Hubris. Six letters that the ancients used to denote a red line that shouldn’t be crossed – unless they wanted to risk angering the Gods. Today hubris corresponds to what you might describe as human folly, a mix of pride and excess that can lead to violent and often outrageous behaviour beyond all imagination. A few days away from the commemoration of the armistice that ended the First World War, it’s a word we’d do well to remember.
The twentieth century was unfortunately riven by this quality and, as we’ve had made a habit of doing recently, in this part of the newsletter we’re going to travel back in time and hop aboard the restaurant-carriage of the Compagnie Internationale des Wagons-Lits (CIWL, the firm behind the Orient-Express and the Train Bleu). This train found itself despite itself at the heart of one particular turning point in the First World War.
A year before the end of the war, the fast-expanding CIWL makes an order for two new series of restaurant-carriages. And no expense was spared: the chosen materials were among the highest-quality out there – think mahogany furnishings and all. Among them was the carriage known by the ID number 2419D, which was still running on commercial lines between 1914 and 1918.
But its entire function changed completely in September 1918, when it was requisitioned by the French state to be turned into the mobile office of Maréchal Foch, the Allies’ commander-in-chief.
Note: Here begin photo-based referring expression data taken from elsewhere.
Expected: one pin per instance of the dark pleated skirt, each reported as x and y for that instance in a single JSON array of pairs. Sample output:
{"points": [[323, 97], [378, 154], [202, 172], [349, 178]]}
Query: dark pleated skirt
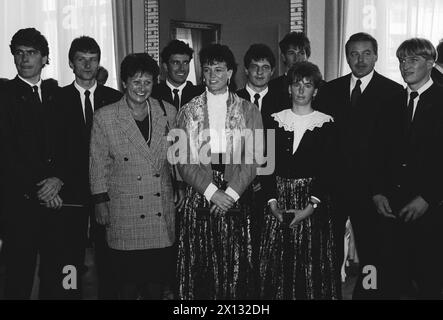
{"points": [[298, 263], [215, 252]]}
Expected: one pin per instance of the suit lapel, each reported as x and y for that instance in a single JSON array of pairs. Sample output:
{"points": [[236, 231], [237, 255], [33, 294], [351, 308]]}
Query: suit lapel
{"points": [[99, 98], [131, 130], [423, 105]]}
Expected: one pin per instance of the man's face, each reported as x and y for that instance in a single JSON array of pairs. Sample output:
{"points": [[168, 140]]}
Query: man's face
{"points": [[293, 55], [259, 73], [29, 63], [415, 70], [138, 88], [178, 68], [361, 58], [85, 65]]}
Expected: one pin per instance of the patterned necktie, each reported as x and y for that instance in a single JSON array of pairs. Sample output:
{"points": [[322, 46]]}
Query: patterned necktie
{"points": [[176, 101], [256, 97], [35, 94], [410, 108], [88, 111], [356, 93]]}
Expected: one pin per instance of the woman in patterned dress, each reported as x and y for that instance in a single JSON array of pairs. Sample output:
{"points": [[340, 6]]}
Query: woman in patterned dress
{"points": [[214, 238], [296, 252]]}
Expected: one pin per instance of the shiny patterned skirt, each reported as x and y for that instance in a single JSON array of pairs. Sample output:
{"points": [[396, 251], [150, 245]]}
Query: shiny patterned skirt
{"points": [[298, 263], [214, 252]]}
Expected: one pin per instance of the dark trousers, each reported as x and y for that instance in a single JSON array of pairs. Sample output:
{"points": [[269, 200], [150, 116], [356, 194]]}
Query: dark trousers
{"points": [[106, 286], [411, 257], [31, 229], [365, 224]]}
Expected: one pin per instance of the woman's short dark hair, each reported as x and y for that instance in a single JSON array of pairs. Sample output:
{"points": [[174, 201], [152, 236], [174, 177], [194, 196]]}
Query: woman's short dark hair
{"points": [[257, 52], [218, 53], [305, 70], [135, 63], [30, 37]]}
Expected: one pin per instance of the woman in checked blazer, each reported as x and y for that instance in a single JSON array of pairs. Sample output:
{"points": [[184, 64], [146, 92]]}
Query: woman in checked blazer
{"points": [[131, 181]]}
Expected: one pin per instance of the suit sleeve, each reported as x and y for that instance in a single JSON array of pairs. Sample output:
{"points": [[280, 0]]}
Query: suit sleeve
{"points": [[327, 162], [17, 164], [245, 173], [99, 160]]}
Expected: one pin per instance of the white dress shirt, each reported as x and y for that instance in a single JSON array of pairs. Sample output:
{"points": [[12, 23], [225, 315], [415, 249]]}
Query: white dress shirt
{"points": [[364, 82], [82, 96], [217, 109], [422, 89], [179, 88], [38, 84], [252, 94]]}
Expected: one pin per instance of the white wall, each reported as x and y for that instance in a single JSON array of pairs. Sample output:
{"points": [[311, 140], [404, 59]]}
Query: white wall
{"points": [[316, 31]]}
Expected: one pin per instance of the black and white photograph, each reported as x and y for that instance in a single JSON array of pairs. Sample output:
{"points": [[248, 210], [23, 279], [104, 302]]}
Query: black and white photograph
{"points": [[250, 151]]}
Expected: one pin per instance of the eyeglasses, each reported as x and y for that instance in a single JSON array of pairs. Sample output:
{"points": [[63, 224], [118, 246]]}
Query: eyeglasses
{"points": [[257, 68], [411, 60], [30, 53]]}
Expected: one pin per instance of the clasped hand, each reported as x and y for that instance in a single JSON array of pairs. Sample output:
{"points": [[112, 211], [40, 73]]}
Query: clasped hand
{"points": [[222, 202], [299, 215], [48, 192], [410, 212]]}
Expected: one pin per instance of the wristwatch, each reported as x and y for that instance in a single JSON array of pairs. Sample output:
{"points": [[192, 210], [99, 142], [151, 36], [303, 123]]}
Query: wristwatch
{"points": [[313, 204]]}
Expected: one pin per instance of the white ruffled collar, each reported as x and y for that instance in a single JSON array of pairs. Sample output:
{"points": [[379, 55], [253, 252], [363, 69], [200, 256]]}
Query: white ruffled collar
{"points": [[298, 124]]}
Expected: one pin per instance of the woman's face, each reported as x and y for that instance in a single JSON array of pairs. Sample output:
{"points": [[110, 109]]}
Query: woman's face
{"points": [[138, 88], [216, 77], [302, 92]]}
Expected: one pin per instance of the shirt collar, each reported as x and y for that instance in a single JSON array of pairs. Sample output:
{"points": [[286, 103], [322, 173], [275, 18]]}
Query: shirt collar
{"points": [[423, 88], [172, 87], [364, 80], [82, 90], [252, 92], [217, 98], [38, 84]]}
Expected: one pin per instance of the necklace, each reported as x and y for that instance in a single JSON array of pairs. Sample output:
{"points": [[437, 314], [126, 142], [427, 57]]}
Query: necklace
{"points": [[140, 114]]}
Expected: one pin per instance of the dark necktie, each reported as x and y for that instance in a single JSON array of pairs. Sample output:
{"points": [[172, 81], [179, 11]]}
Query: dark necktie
{"points": [[176, 100], [256, 97], [35, 94], [410, 109], [88, 111], [356, 93]]}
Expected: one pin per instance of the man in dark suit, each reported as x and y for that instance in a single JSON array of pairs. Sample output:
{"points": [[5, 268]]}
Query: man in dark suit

The carriage was shifted around a bit so it would suit the general’s needs: it was equipped with a telephone and telegraph, while a large table was also installed in the middle. This was soon to become the site of the negotiations that brought the carnage to an end.
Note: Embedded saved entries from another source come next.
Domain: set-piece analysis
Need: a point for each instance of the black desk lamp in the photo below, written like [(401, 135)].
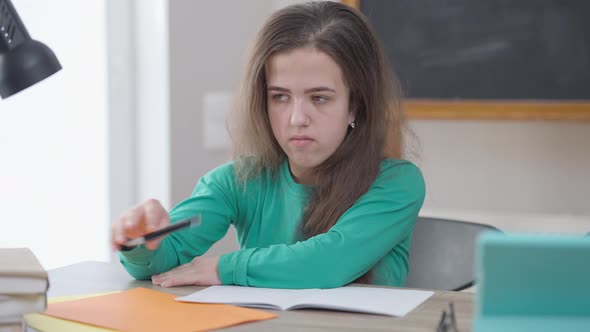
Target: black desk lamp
[(23, 61)]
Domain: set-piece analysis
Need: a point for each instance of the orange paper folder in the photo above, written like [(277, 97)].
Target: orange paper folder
[(146, 310)]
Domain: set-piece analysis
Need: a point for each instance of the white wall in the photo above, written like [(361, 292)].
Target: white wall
[(53, 168)]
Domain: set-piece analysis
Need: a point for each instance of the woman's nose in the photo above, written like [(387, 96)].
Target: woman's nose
[(299, 114)]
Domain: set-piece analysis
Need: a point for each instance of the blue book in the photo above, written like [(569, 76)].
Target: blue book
[(532, 282)]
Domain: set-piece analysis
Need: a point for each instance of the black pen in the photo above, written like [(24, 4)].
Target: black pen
[(193, 221)]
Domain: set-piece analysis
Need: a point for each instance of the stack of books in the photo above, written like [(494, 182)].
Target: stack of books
[(23, 287)]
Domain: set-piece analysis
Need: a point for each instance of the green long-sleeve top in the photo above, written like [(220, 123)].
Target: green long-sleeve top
[(374, 234)]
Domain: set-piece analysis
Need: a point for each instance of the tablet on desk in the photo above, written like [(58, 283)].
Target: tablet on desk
[(532, 283)]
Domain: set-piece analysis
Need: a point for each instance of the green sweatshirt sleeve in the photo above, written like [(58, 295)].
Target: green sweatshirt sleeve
[(214, 201), (379, 221)]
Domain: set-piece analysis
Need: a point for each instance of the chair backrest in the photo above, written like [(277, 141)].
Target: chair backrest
[(442, 254)]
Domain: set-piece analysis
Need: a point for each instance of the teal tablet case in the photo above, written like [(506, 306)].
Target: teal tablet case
[(532, 282)]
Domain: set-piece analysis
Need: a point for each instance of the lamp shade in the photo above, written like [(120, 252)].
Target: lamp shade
[(23, 60), (27, 64)]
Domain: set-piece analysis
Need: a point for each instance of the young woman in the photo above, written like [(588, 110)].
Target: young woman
[(317, 191)]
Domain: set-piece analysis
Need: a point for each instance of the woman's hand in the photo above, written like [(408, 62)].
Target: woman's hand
[(147, 217), (201, 271)]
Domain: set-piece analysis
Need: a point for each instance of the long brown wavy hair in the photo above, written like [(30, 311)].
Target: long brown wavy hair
[(345, 35)]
In October, the German rulers signalled their willingness to start negotiations with the Allies. After a series of talks, a big meeting takes place in a forest of Compiègne to the north of France, which is chosen owing to its good train connections. On November 7, at the end of the day, Maréchal Foch’s train arrives; the German train follows the next day. On November 8 at 8am, the French and English took one side of the 2419D table and the Germans the other. The armistice would be signed two days later, on November 11.
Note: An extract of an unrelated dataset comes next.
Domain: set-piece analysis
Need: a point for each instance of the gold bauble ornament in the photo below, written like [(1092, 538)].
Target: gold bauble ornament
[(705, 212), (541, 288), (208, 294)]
Later in 1919, 2419D underwent the luxury revamp that was initially planned – much to the delight of its well-off patrons. The historic events it had previously played host to were quickly forgotten. But not for long. Many projects are mooted to divert the train from its return to normality: the CIWL proposes to exhibit the carriage around the world, there’s a suggestion it might become the restaurant-carriage of the French president’s official train service… in the end, neither of those two scenarios play out. 2419D was in fact restored to the exact state it was in on the day of the armistice, then exhibited at the Invalides in Paris in 1921, in advance of the creation of a Museum of War.
As the years went by, 2419D started to deteriorate in the open air: it had begun to lose its colour on the exterior, while dust had piled up on the inside too. Funny way to treat such a heroic spot. The global press was scandalised and thanks to a generous donation from Arthur Henry Fleming, it was returned to Compiègne, where it wouldn’t leave a specially-created Armistice Museum. Until 1940, when hubris would throw Europe into turmoil once again.
When the Germans’ blitzkrieg tactics had given them a fleeting victory, Adolf Hitler decided to take his revenge on France by humiliating it. He demanded that the armistice be signed in the same conditions as the 1918 truce. One section of wall in the museum at Compiègne is opened up to allow the 2419D carriage to be removed and placed on the rails again. Once the armistice was signed, Hitler didn’t stop there: the museum was blown up and the site of the signing was razed. 2419D was driven off to Germany, where it was exhibited in various different stations before arriving in Berlin. Here it was placed for all to see in front of the Brandenburg Gate. Pride and excess, like we say.
But of course, that wouldn’t be the case for long. While Berlin was bombarded at the end of 1944, it was moved to an annex of Buchenwald camp. And that’s nearly the end of its lengthy journey through the whims of human folly: in April 1945, it was destroyed in a fire (of which the cause is not clear). Only its chassis remained, and was used to transport goods in East Germany right up until 1974, when it was definitively dismantled.
A few smaller parts do still survive, like a fragment of the company coat of arms and two access ramps, which are today exhibited in a museum in Rethondes, not far from the Compiègne forest. That’s where you’ll also be able to see 2439D, a close relative of 2419D, which was donated by CIWL as a commemorative replica – and a gesture of hope that such overwhelming hubris would stay confined to the history books.